I could tell from her tone she was rolling her eyes. I didn’t need to see the side glare to know her mood, but I did as soon as she passed through the kitchen. Before the first sip of coffee had crossed my lips, I was engaged in a silent battle with my 17-year-old this morning. She “didn’t like the way I woke her.” Uh-huh. I’m guessing she didn’t like that I woke her at all this morning, let alone woke her to take a puppy out to potty and empty the dishwasher she was to have emptied the night before.
My jaw clenched tight, I held my tongue. She let me know she was angry, but I didn’t engage; commenting would only make things worse. This is life with a teen. She needed to diffuse and so did I before things escalated. As a parent, my job is to teach responsibility and self-restraint, not enable tantrums. It has been since the beginning.
That’s the deal we make when we become parents.

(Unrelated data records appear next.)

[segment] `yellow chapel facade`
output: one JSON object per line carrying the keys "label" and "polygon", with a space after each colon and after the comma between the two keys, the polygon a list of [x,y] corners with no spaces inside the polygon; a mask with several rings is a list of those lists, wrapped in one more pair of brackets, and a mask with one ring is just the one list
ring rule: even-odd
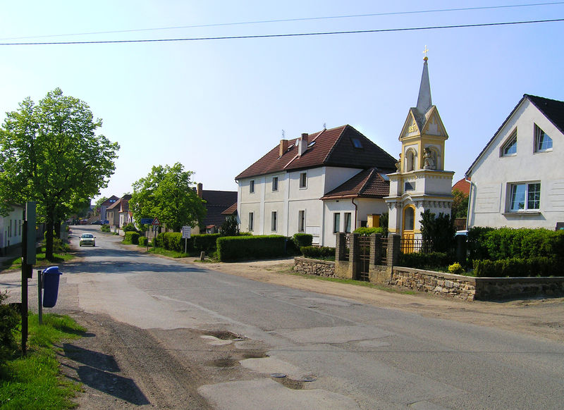
{"label": "yellow chapel facade", "polygon": [[421,214],[450,214],[454,171],[444,170],[445,142],[448,138],[431,99],[427,57],[424,58],[417,105],[410,108],[400,133],[397,172],[388,174],[388,230],[404,239],[421,237]]}

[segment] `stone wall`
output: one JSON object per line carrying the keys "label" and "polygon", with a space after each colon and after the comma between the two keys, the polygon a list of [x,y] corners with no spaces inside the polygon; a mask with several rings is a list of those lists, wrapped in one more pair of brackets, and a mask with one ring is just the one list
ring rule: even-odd
{"label": "stone wall", "polygon": [[336,278],[335,262],[308,258],[294,258],[294,271],[305,275]]}
{"label": "stone wall", "polygon": [[476,296],[476,278],[461,275],[395,266],[388,285],[472,302]]}
{"label": "stone wall", "polygon": [[[338,277],[335,262],[295,258],[294,271],[305,275]],[[412,268],[375,266],[370,281],[467,302],[564,296],[564,278],[472,278]]]}

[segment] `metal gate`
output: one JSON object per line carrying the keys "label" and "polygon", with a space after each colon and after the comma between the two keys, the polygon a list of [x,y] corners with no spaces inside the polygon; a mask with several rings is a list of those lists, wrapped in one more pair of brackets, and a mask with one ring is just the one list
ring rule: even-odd
{"label": "metal gate", "polygon": [[370,237],[358,237],[358,274],[357,279],[368,282],[370,280]]}

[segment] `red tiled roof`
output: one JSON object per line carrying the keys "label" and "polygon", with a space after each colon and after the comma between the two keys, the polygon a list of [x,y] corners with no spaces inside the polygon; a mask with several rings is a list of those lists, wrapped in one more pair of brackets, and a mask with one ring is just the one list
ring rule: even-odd
{"label": "red tiled roof", "polygon": [[[353,138],[360,142],[362,148],[355,147]],[[235,179],[318,166],[396,170],[396,160],[393,156],[350,125],[309,134],[307,141],[309,147],[301,156],[298,156],[295,140],[290,140],[282,156],[278,156],[279,145],[276,145]]]}
{"label": "red tiled roof", "polygon": [[467,197],[470,194],[470,182],[462,178],[453,186],[453,191],[458,190]]}
{"label": "red tiled roof", "polygon": [[341,198],[384,198],[390,194],[390,181],[383,177],[381,170],[370,168],[360,171],[341,184],[321,199]]}

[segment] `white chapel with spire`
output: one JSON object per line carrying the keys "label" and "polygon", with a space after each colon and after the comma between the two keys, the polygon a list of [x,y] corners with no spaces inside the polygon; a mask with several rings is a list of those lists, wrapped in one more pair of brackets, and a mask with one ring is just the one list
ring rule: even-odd
{"label": "white chapel with spire", "polygon": [[[427,47],[425,53],[427,53]],[[421,214],[427,209],[436,216],[450,214],[454,171],[444,170],[445,141],[448,138],[431,99],[429,67],[424,58],[416,107],[410,108],[400,133],[397,172],[389,174],[388,232],[403,239],[421,237]]]}

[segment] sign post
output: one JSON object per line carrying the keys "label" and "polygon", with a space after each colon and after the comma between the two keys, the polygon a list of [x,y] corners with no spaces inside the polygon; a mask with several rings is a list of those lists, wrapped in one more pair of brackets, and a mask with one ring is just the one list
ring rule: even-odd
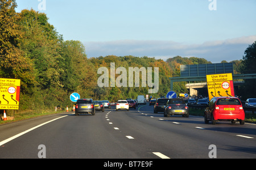
{"label": "sign post", "polygon": [[234,97],[232,73],[207,75],[209,99],[213,97]]}
{"label": "sign post", "polygon": [[0,109],[19,110],[20,80],[0,78]]}

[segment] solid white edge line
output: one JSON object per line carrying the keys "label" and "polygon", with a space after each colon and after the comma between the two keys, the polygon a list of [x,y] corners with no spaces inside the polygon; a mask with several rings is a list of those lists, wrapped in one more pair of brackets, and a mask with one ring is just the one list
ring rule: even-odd
{"label": "solid white edge line", "polygon": [[161,154],[160,152],[152,152],[155,155],[158,156],[158,157],[160,157],[162,159],[171,159],[169,157],[163,155],[163,154]]}
{"label": "solid white edge line", "polygon": [[253,139],[254,138],[253,137],[250,137],[250,136],[243,136],[243,135],[237,135],[237,136],[240,136],[240,137],[243,137],[243,138],[249,138],[249,139]]}
{"label": "solid white edge line", "polygon": [[15,139],[15,138],[17,138],[18,137],[19,137],[19,136],[22,136],[22,135],[24,135],[24,134],[25,134],[31,131],[32,131],[33,130],[36,129],[36,128],[38,128],[38,127],[39,127],[40,126],[43,126],[44,125],[49,123],[50,123],[51,122],[53,122],[53,121],[55,121],[56,120],[57,120],[59,119],[60,119],[60,118],[64,118],[64,117],[67,117],[67,116],[68,116],[68,115],[64,115],[64,116],[63,116],[63,117],[59,117],[59,118],[52,119],[51,121],[46,122],[42,123],[42,124],[40,124],[39,125],[36,126],[35,126],[34,127],[32,127],[32,128],[31,128],[30,129],[28,129],[28,130],[26,130],[26,131],[24,131],[23,132],[20,132],[20,133],[19,133],[18,134],[16,134],[16,135],[14,135],[14,136],[13,136],[12,137],[10,137],[9,138],[7,139],[5,139],[5,140],[3,140],[2,142],[0,142],[0,146],[2,146],[3,144],[5,144],[5,143],[7,143],[7,142],[10,142],[10,141]]}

Long before we the day of their birth, we make a promise to our children as we picture tiny toes for tickling and little fingers that will hold our hands. We promise to love them and keep them safe, despite sleep deprivation, carpets stained with grape juice, side glares, and slammed doors. We sign up for snuggles when they are tired and silent treatments when they are angry. Snide comments whispered under the breath as they pass through a room foreshadow the pain of rejection and, like a switch, the storm passes and they are back, wanting your advice, your company, your hand.

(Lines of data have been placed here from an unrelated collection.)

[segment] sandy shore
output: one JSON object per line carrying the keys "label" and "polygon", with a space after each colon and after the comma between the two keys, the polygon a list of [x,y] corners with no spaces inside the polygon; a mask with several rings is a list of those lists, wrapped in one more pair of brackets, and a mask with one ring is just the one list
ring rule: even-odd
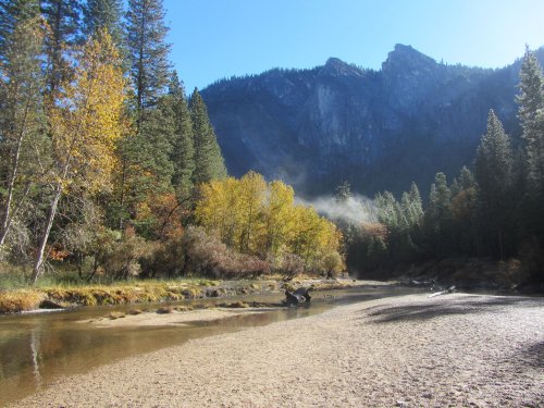
{"label": "sandy shore", "polygon": [[109,319],[108,317],[91,320],[81,320],[78,324],[91,324],[96,327],[126,327],[126,326],[184,326],[196,322],[211,322],[240,316],[242,313],[262,313],[270,309],[246,308],[242,310],[233,309],[207,309],[159,314],[156,312],[144,312],[140,314],[126,314],[122,318]]}
{"label": "sandy shore", "polygon": [[544,406],[544,298],[343,306],[103,366],[15,406]]}

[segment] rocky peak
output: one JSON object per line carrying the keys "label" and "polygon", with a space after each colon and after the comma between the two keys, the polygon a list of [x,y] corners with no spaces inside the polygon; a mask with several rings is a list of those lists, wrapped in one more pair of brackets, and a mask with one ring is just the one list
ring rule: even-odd
{"label": "rocky peak", "polygon": [[435,65],[436,61],[432,58],[410,46],[397,44],[395,49],[387,54],[387,60],[382,64],[382,71],[384,73],[428,71]]}
{"label": "rocky peak", "polygon": [[332,75],[332,76],[347,76],[347,75],[361,75],[361,71],[354,65],[345,63],[338,58],[331,57],[326,60],[326,63],[323,65],[321,71],[322,75]]}

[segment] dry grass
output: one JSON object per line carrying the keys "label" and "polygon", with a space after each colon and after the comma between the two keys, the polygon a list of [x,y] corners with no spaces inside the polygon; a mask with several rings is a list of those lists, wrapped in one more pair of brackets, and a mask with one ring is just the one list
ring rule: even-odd
{"label": "dry grass", "polygon": [[143,282],[133,285],[13,289],[0,293],[0,313],[38,309],[39,304],[45,299],[66,307],[183,300],[202,294],[202,286],[197,286],[198,283],[200,282],[176,282],[175,284],[173,282]]}
{"label": "dry grass", "polygon": [[0,293],[0,313],[34,310],[46,298],[39,290],[16,290]]}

It doesn’t take courage to have children; it takes courage to raise children.
She was angry this morning. She had stayed up too late over the weekend and she was feeling the consequences of that choice this morning. I knew she would, but life is filled with lessons one must learn through experience. For her, the morning had come too soon. For me, today was just was another Motherhood Monday ,as well as day 10 of NaBloPoMo.